Trump ‘Kissed Melania Goodbye’ Fearing He Wouldn’t Return From Korean Peninsula, Book Claims
by by Lilia DergachevaDonald Trump’s aborted 2017 trip to North Korea came at the height of a row between the US and DPRK over the latter’s intense nuclear tests, with the biggest one held just a couple of months prior to the would-be visit.
President Donald Trump “kissed Melania goodbye” before his subsequently cancelled visit to the Korean Demilitarised Zone in late 2017 to see Kim Jong-un, Washington Post journalist Bob Woodward has claimed in his upcoming book “Rage”, excerpts from which were seen by South Korea's Yonhap News Agency.
The author, who interviewed POTUS 17 times during his work on the book, went on to depict at length how the US president feared that he might not return as he was setting out for the journey.
“I got up this morning, and told Melania, kissed her goodbye, and said, ‘I might not see you again’. It's not that I'm worried about myself”, Trump was quoted as telling those on board his helicopter at the time.
He reportedly went on to stress that should anything happen to him on North Korean soil, it would prove to be “the worst thing that could happen to us as a country”.
According to the account of events offered by Woodward, Trump queried as his helicopter slowed due to heavy fog when approaching the DMZ, and ultimately had to turn back due to unfavourable weather conditions:
“They know I'm coming, don't they?”
General Vincent Brooks, who was at the time the commander of US Forces Korea, assured that there was no intelligence at hand to suggest that North Korea was aware of Trump's visit to the Joint Security Area, otherwise called Panmunjom, inside the DMZ.
The aborted attempt to visit the country was well-documented, primarily based on the account of South Korea's President Moon Jae-in, who also planned to join Trump there but was forced to cancel his trip for the same reasons.
The attempted DMZ visit came amid heightened US -North Korea tensions arising from the reclusive state's sixth and most powerful nuclear test in September 2017.
North Korea reportedly keeps 70 percent of its overall military assets around the DMZ area, a two-kilometre-wide buffer zone between the two Koreas.
According to Woodward, Trump, who personally agreed to abort the visit over safety concerns, at one point worried that it would make him and his country “look weak”.
However, 18 months later, in June 2019, Trump successfully - and historically - made it to the DMZ, where he was greeted by North Korea's leader and became the first US president to set his foot in the country, crossing into it from South Korea.
© AP Photo / Susan Walsh
His brief cross-over into North Korea, which involved short talks and a photo shoot, came after the first-ever bilateral US-North Korea summits took place in June 2018 and February 2019.
“It was an honor to cross into your country and to resume our important discussion”, Trump later said in a letter to Kim, dated 2 July of the same year.

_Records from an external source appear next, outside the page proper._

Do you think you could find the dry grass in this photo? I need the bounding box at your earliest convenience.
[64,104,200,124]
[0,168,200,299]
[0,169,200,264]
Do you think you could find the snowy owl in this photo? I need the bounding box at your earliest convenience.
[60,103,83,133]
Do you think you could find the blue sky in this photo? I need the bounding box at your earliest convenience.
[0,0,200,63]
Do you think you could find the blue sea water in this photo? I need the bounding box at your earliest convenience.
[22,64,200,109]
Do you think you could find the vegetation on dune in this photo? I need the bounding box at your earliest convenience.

According to Woodward, who said he had obtained 27 letters that the two leaders had exchanged, a lion’s share of the letters has hitherto never been reported.
Woodward also addressed speculation and widespread rumours about the fate of Kim’s uncle by marriage, Jang Song Thaek.
"Kim tells me everything. Told me everything", Trump reportedly told Woodward, before depicting what allegedly happened to the once powerful North Korean official, who was allegedly purged for treason and corruption in 2013:
“He killed his uncle and he put the body right in the steps”, Trump reportedly recounted in an apparent reference to a building used by senior officials, adding “the head was cut, sitting on the chest”, as per excerpts seen by AFP.